Type Classes
A collection of classes that serve as building blocks for making your own type system.
You can use that type system to:
reason about your program’s logic
use it with runtype for customized dispatch and validation.
Types
Note: These types are not specific to the Python type system!
- class runtype.base_types.Type
Abstract Type class. Every type inherit from it.
- class runtype.base_types.AnyType
Represents the Any type.
Any may contain any other type, and be contained by any other type.
For any type ‘t’ within the typesystem, t is a subtype of Any (or: t <= Any) But also Any is a subtype of t (or: Any <= t)
- class runtype.base_types.DataType
Abstract class for a data type.
A data-type is any type that contains non-type information.
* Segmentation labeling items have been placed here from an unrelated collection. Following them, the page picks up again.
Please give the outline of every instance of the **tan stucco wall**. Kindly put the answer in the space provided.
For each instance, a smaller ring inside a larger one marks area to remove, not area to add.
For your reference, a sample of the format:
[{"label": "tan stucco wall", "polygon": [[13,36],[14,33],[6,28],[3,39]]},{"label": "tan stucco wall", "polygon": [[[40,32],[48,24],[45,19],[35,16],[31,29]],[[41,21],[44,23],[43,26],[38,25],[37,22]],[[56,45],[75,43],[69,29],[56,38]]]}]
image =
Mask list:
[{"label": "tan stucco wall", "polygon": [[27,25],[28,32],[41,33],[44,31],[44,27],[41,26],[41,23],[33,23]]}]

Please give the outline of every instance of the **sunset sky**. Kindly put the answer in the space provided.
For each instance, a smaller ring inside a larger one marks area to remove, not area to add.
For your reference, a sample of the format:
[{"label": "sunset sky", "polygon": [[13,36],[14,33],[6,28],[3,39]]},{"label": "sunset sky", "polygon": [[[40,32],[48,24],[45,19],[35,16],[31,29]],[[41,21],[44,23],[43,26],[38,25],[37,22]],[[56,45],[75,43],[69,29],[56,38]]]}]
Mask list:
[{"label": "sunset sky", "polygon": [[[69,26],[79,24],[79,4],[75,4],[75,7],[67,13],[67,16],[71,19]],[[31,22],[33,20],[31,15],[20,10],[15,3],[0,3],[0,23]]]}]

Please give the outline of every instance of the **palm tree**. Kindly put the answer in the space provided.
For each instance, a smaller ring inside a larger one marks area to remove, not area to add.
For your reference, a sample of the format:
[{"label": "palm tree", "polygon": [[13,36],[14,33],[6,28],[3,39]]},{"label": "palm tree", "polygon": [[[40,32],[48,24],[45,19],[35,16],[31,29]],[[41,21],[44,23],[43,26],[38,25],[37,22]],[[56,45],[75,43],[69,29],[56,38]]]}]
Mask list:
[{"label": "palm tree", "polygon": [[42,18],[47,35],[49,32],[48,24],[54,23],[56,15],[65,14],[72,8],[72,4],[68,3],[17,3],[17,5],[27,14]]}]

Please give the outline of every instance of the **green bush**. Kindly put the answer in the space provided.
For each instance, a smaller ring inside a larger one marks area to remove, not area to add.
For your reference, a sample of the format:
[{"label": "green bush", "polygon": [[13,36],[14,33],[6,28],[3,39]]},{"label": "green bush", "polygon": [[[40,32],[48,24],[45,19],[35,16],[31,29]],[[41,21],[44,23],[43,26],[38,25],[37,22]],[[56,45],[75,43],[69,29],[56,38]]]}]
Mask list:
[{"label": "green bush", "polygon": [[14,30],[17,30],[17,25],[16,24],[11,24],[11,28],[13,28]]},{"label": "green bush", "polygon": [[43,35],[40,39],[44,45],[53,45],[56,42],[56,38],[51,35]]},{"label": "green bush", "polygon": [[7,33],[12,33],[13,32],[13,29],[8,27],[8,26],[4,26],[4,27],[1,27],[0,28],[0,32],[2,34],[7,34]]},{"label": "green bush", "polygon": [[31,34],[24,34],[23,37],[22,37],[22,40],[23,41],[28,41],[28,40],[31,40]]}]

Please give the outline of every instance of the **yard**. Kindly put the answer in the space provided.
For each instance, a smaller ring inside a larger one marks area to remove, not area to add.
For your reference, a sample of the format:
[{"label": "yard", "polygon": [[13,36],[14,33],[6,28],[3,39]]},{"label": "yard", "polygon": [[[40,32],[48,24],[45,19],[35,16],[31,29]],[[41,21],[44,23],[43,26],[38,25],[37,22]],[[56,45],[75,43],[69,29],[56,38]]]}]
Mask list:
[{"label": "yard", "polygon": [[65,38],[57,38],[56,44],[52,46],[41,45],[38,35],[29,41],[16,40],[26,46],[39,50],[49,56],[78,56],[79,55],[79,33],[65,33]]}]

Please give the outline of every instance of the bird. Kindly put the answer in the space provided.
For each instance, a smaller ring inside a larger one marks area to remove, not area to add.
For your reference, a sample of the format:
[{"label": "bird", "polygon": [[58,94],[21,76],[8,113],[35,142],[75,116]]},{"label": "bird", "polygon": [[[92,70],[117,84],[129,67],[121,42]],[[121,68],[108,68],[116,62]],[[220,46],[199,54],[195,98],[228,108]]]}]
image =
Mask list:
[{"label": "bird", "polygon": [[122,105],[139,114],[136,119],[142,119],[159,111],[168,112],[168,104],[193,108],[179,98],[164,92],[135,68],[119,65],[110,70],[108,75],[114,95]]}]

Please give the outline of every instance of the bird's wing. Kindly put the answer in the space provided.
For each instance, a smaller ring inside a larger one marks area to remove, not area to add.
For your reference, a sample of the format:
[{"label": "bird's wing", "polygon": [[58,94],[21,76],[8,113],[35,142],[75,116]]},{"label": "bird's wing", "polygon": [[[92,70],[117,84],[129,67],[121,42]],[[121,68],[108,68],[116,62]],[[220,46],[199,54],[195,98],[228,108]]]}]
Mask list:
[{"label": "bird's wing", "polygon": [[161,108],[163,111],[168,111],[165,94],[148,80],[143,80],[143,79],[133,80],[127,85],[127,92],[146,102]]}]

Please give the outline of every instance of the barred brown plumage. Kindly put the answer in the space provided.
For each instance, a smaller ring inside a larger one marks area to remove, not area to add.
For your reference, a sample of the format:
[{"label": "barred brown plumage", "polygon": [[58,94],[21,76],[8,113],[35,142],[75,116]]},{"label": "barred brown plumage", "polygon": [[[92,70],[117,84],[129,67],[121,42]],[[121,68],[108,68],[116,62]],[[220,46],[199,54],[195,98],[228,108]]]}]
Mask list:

Example of possible data-types: int, float, text, list
- class runtype.base_types.SumType(types)
Implements a sum type, i.e. a disjoint union of a set of types.
Similar to Python’s typing.Union.
- class runtype.base_types.ProductType(types)
Implements a product type, i.e. a record / tuple / struct
- class runtype.base_types.ContainerType
Base class for containers, such as generics.
- class runtype.base_types.GenericType(base: Type, item: Union[type, Type], variance)
Implements a generic type. i.e. a container for items of a specific type.
For any two generic types a[i] and b[j], it’s true that a[i] <= b[j] iff a <= b and i <= j.
- class runtype.base_types.PhantomType
Implements a base for phantom types.
A phantom type is a “meta” type that can wrap existing types, but it is transparent (subtype checks may skip over it), and has no effect otherwise.
- class runtype.base_types.PhantomGenericType(base, item=All)
Implements a generic phantom type, for carrying metadata within the type signature.
For any phantom type p[i], it’s true that p[i] <= p but also p[i] <= i and i <= p[i].
- class runtype.base_types.Validator
Defines the validator interface.
- validate_instance(obj, sampler: Optional[Callable[[Sequence], Sequence]] = None)
Validates obj, raising a TypeMismatchError if it does not conform.
If sampler is provided, it will be applied to the instance in order to validate only a sample of the object. This approach may validate much faster, but might miss anomalies in the data.
- abstract test_instance(obj, sampler=None)
Tests obj, returning a True/False for whether it conforms or not.
If sampler is provided, it will be applied to the instance in order to validate only a sample of the object.
- class runtype.base_types.Constraint(for_type, predicates)
Defines a constraint, which activates during validation.